L’amore smisurato verso i cani ha convinto Ismael Mungaya a concentrare energie e attenzioni nei loro confronti, a dispetto delle credenze locali. Il giovane, originario di Arusha in Tanzania, si è scontrato più volte con l’opinione pubblica. I cani non sono molto apprezzati nella sua zona, anzi vengono spesso cacciati perché considerati sporchi e indegni. L’idea di aprire un rifugio per la loro salvezza e benessere, uno spazio dove accoglierli e curarli, si è scontrato fortemente contro i rimproveri del padre. L’uomo ha trascorso una settimana intera a insultare il povero Ismael, considerandolo folle e malato di mente. Ma il giovane non ha potuto non seguire il suo cuore, assecondare la sua voglia di donare amore a questi animali così bisognosi.

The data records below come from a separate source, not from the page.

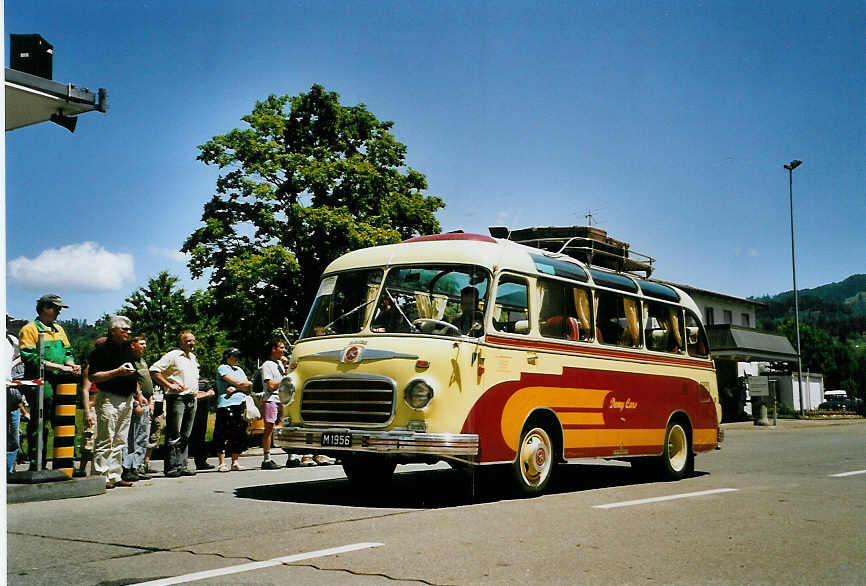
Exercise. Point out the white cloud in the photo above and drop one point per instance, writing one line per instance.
(84, 267)
(174, 255)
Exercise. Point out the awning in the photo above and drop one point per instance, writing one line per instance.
(742, 344)
(31, 99)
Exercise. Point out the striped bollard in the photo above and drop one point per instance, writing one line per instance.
(64, 428)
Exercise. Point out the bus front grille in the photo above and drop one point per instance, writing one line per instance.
(349, 400)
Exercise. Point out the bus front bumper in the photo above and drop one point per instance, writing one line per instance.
(321, 440)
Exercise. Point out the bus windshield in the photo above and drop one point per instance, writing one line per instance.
(432, 299)
(343, 303)
(439, 299)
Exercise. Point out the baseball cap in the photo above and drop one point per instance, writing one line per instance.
(52, 299)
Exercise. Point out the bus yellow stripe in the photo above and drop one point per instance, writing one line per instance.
(526, 399)
(571, 418)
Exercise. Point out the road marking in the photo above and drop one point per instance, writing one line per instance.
(659, 499)
(844, 474)
(258, 565)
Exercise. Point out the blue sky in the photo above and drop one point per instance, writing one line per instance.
(670, 121)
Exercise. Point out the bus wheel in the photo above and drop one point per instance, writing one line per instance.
(368, 472)
(534, 465)
(677, 455)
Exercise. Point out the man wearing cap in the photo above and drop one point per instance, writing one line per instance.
(59, 365)
(111, 368)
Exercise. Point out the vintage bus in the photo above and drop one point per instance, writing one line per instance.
(478, 350)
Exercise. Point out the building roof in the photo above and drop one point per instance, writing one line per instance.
(31, 99)
(748, 345)
(691, 290)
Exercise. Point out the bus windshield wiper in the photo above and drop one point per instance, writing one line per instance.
(394, 301)
(350, 312)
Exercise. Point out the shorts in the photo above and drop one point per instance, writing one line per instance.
(271, 412)
(88, 434)
(157, 423)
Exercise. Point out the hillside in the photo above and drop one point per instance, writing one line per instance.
(839, 308)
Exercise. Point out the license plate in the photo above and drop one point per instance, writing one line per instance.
(337, 440)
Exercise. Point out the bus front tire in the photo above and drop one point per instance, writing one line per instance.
(677, 457)
(535, 462)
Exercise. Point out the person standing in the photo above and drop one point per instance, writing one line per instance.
(272, 372)
(111, 368)
(139, 427)
(177, 373)
(59, 367)
(14, 409)
(230, 429)
(197, 443)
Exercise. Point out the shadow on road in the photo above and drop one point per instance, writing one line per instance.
(434, 489)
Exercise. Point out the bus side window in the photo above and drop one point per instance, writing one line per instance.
(696, 337)
(618, 319)
(565, 311)
(511, 311)
(663, 325)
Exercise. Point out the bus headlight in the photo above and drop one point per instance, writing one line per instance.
(418, 394)
(287, 391)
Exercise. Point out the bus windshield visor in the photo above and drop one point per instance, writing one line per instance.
(343, 303)
(432, 299)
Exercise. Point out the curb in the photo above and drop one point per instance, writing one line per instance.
(47, 491)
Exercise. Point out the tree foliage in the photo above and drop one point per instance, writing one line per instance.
(305, 181)
(160, 311)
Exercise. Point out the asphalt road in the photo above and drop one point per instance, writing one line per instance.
(770, 507)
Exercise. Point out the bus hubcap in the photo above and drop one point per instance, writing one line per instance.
(535, 456)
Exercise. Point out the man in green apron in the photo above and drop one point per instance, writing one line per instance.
(59, 364)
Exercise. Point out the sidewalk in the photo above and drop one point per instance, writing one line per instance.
(797, 423)
(250, 460)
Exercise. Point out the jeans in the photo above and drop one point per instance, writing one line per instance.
(113, 413)
(139, 431)
(12, 430)
(179, 417)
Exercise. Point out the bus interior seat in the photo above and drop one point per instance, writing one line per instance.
(572, 328)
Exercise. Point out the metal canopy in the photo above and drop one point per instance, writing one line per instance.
(748, 345)
(31, 99)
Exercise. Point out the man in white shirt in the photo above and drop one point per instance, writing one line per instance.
(177, 373)
(272, 372)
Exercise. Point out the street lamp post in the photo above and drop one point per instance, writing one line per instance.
(790, 167)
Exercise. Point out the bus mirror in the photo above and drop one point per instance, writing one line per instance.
(693, 335)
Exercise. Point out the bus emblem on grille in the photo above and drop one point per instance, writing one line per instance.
(351, 354)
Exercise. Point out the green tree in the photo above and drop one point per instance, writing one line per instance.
(157, 311)
(307, 180)
(160, 311)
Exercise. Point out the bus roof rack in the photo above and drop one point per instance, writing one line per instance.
(589, 244)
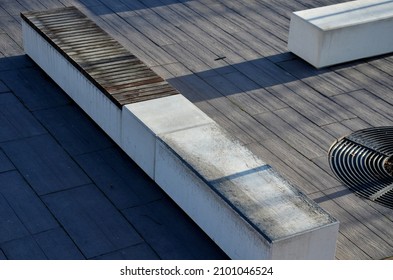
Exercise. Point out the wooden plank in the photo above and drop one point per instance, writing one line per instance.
(381, 106)
(326, 82)
(233, 93)
(147, 29)
(355, 124)
(257, 20)
(214, 13)
(357, 232)
(307, 169)
(337, 129)
(252, 89)
(289, 134)
(306, 127)
(225, 122)
(122, 32)
(335, 110)
(193, 63)
(283, 168)
(371, 116)
(366, 82)
(301, 105)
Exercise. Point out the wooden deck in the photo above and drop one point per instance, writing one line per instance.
(230, 59)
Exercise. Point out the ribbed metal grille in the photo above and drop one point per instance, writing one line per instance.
(364, 162)
(106, 63)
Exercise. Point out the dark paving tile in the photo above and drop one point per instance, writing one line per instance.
(122, 181)
(25, 248)
(10, 225)
(2, 256)
(44, 164)
(34, 88)
(57, 245)
(15, 120)
(5, 163)
(14, 62)
(74, 130)
(30, 210)
(3, 87)
(138, 252)
(8, 46)
(92, 222)
(171, 233)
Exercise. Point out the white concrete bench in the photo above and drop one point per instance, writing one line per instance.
(343, 32)
(238, 200)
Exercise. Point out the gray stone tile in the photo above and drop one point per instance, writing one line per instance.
(2, 256)
(57, 245)
(122, 181)
(73, 129)
(171, 233)
(30, 210)
(44, 164)
(138, 252)
(5, 163)
(10, 226)
(25, 248)
(15, 120)
(92, 222)
(3, 87)
(34, 88)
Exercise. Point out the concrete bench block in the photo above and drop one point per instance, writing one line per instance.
(102, 110)
(343, 32)
(143, 121)
(237, 199)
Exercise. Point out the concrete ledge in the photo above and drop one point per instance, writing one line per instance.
(143, 121)
(238, 199)
(235, 197)
(343, 32)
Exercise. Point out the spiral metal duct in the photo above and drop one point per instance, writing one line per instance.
(364, 162)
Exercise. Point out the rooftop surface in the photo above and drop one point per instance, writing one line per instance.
(67, 191)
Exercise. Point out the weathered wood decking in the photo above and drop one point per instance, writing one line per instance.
(230, 59)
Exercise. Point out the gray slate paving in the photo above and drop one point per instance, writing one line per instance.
(44, 164)
(119, 178)
(57, 245)
(73, 129)
(168, 230)
(25, 248)
(138, 252)
(15, 121)
(94, 224)
(25, 203)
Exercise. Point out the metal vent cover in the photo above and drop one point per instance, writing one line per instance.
(363, 161)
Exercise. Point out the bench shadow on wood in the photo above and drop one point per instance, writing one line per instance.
(132, 5)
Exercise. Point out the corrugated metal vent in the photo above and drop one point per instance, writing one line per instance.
(106, 63)
(364, 162)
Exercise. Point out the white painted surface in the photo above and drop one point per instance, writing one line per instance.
(102, 110)
(343, 32)
(278, 221)
(143, 121)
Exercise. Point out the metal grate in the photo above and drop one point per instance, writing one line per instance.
(106, 63)
(364, 162)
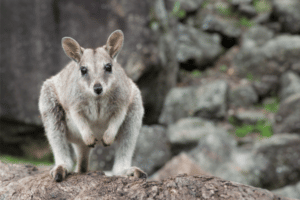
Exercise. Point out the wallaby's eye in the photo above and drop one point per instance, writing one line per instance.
(83, 70)
(108, 67)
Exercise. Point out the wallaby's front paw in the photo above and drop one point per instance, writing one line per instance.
(108, 138)
(136, 172)
(90, 140)
(58, 173)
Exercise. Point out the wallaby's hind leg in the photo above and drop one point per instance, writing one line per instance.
(82, 153)
(126, 141)
(53, 117)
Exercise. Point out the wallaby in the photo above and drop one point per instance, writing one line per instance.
(91, 100)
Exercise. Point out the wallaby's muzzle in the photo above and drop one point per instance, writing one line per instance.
(98, 88)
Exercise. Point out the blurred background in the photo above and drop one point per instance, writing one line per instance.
(219, 78)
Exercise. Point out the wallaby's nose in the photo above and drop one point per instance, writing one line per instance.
(98, 88)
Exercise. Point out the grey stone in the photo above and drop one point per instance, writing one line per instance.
(189, 5)
(189, 130)
(291, 191)
(198, 46)
(213, 23)
(272, 58)
(290, 84)
(208, 101)
(277, 160)
(243, 95)
(288, 115)
(288, 14)
(266, 85)
(250, 116)
(152, 149)
(214, 150)
(256, 36)
(247, 10)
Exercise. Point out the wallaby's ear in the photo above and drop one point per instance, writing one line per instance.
(72, 48)
(114, 43)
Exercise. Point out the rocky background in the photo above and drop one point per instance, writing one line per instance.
(220, 82)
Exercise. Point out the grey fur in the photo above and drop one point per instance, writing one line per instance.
(73, 113)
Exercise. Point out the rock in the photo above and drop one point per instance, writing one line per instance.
(273, 58)
(267, 85)
(250, 116)
(256, 36)
(208, 101)
(93, 185)
(216, 24)
(240, 2)
(243, 95)
(189, 130)
(214, 150)
(189, 5)
(180, 164)
(291, 191)
(277, 160)
(247, 10)
(152, 150)
(198, 46)
(288, 115)
(288, 14)
(290, 84)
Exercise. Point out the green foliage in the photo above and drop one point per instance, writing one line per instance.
(19, 160)
(245, 22)
(262, 5)
(263, 127)
(223, 68)
(272, 106)
(179, 13)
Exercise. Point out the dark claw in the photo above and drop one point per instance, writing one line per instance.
(58, 177)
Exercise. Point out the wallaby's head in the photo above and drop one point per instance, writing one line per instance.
(95, 67)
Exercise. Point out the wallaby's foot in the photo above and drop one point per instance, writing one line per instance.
(58, 173)
(90, 140)
(108, 139)
(135, 172)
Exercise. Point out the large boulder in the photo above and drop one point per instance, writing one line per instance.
(273, 57)
(189, 130)
(243, 95)
(288, 115)
(152, 150)
(208, 101)
(197, 46)
(288, 14)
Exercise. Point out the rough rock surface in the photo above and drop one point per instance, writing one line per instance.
(180, 164)
(273, 58)
(189, 130)
(288, 115)
(288, 14)
(152, 149)
(197, 46)
(291, 191)
(243, 95)
(206, 101)
(290, 84)
(95, 185)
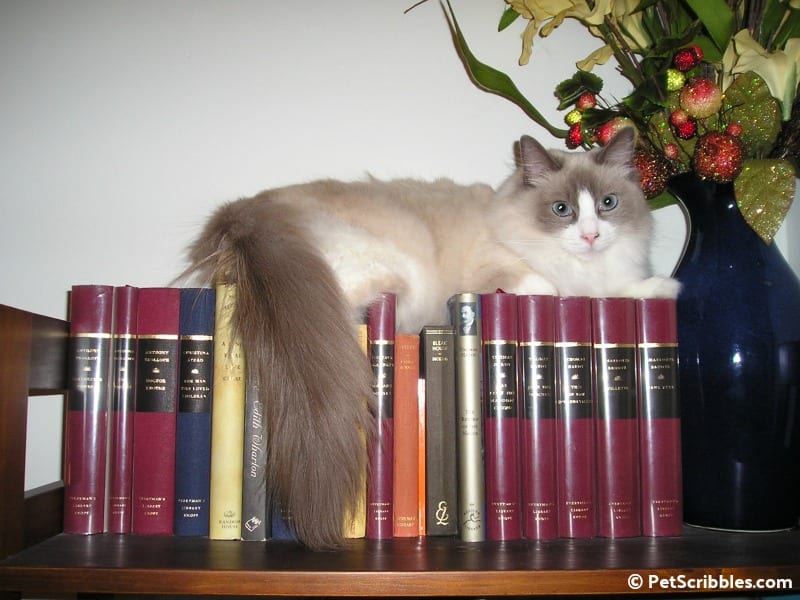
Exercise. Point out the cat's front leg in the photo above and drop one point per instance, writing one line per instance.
(653, 287)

A spingerlo verso questa direzione è stato un incontro casuale con la cagnolina Tina, una randagia dal manto biondo e madre da poco di quattro cuccioli. La quadrupede sostava nascosta sotto un cespuglio, dove aveva partorito la prole. Pronto ad aiutarla, il giovane ha recuperato la neo famiglia e l’ha accolta nel giardino di casa, costruendo per loro un riparo di fortuna con una scatola di cartone. Non sapendo come comportarsi, oltre a nutrirli adeguatamente, ha rivolto le sue domande alla rete che si è subito mossa in suo aiuto.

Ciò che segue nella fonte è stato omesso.